Gemächlich führte ich die beiden jungen Frauen in die bedeutete Richtung und näher noch, als ich bemerkte, dass zwei Sklaven, die recht unwohl aussahen, auf Aristides und die an diesem Tag ausgesprochen reizend aussehende Epicharis zugetreten waren, um ihnen Geschenke zu überbringen - dass sich diese als die Totenmaske von Aristides' verstorbener Frau und eine ziemlich zerrupft aussehende Ratte herausstellten, hätte ich auch nicht erwartet. Bei allem Ärger über den verzogenen Lausebengel Serenus musste ich ihm zumindest in einem Punkt innerlich gratulieren - er hatte es geschafft, dass ich mich an dieses gesichtslose Fest unter vielen gesichtslosen Festen der Vergangenheit lange erinnern würde, und sei es nur wegen der schockiert aussehenden Gäste. Doch bevor ich noch weiterdenken konnte, hörte ich ein "Oh!" in nächster Nähe, sah eine Bewegung und reagierte, wie ein jeder Mann im Angesicht einer in Ohnmacht fallenden Frau reagieren sollte: Ich löste den Arm von Arrecina und fing die umkippende Schöne auf, gerade noch rechtzeitig, bevor ihr Körper unangenehmen Kontakt mit dem Fußboden schließen konnte- Eine vage Duftwolke mit ihrem höchst persönlichen Geruch stieg mir in die Nase, ließ mich einen Moment tiefer atmen, dann hatte ich meine Sinne wieder gefunden und ich ließ mich in Richtung der Anwesenden vernehmen: "Macht Platz, ich will sie zu einer Bank bringen. Sklaven! Eine Sitzbank hierher, aber eilig!"

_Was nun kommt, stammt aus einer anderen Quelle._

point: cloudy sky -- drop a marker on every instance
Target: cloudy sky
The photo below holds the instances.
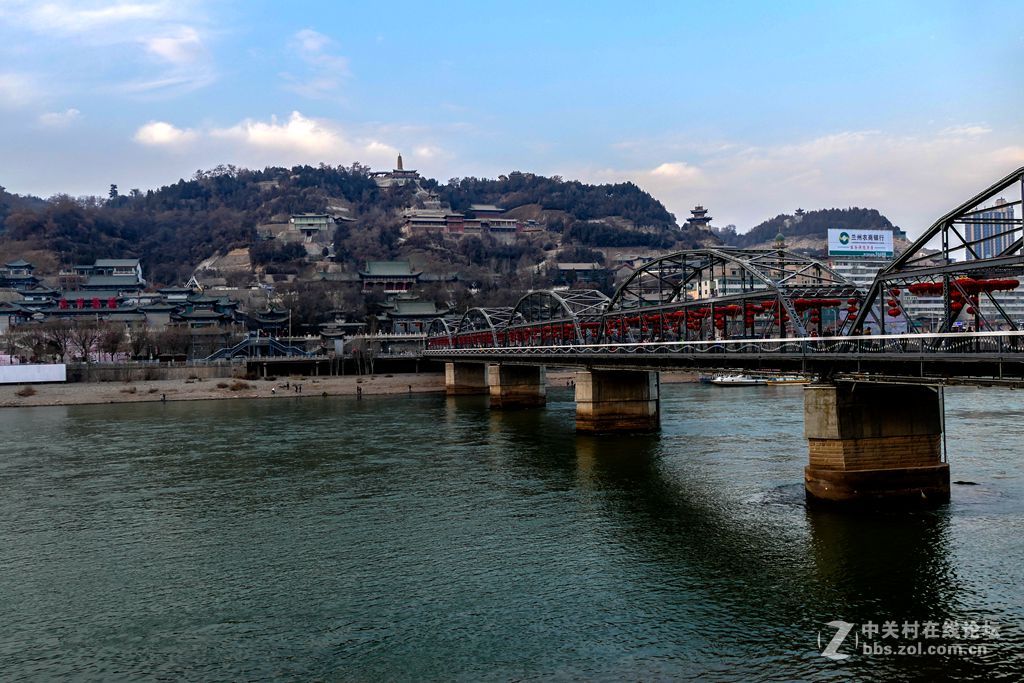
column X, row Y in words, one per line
column 752, row 109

Automatisch hatte meine Stimme einen gewissen Kommandoton angenommen, der einem Soldaten alle Ehre gemacht hätte - und als einige verschüchtert wirkende Sklaven eine aus edlem dunklem Holz bestehende Bank, die mit teurem Stoff bezogen und gepolstert war, gebracht hatten, legte ich meine süße Last vorsichtig darauf ab, sie noch immer haltend, um darauf zu warten, dass sie aufwachen würde. Patrizierfrauen und tote Ratten hatten sich seit jeher kaum wirklich vertragen, das bewies sich immer wieder.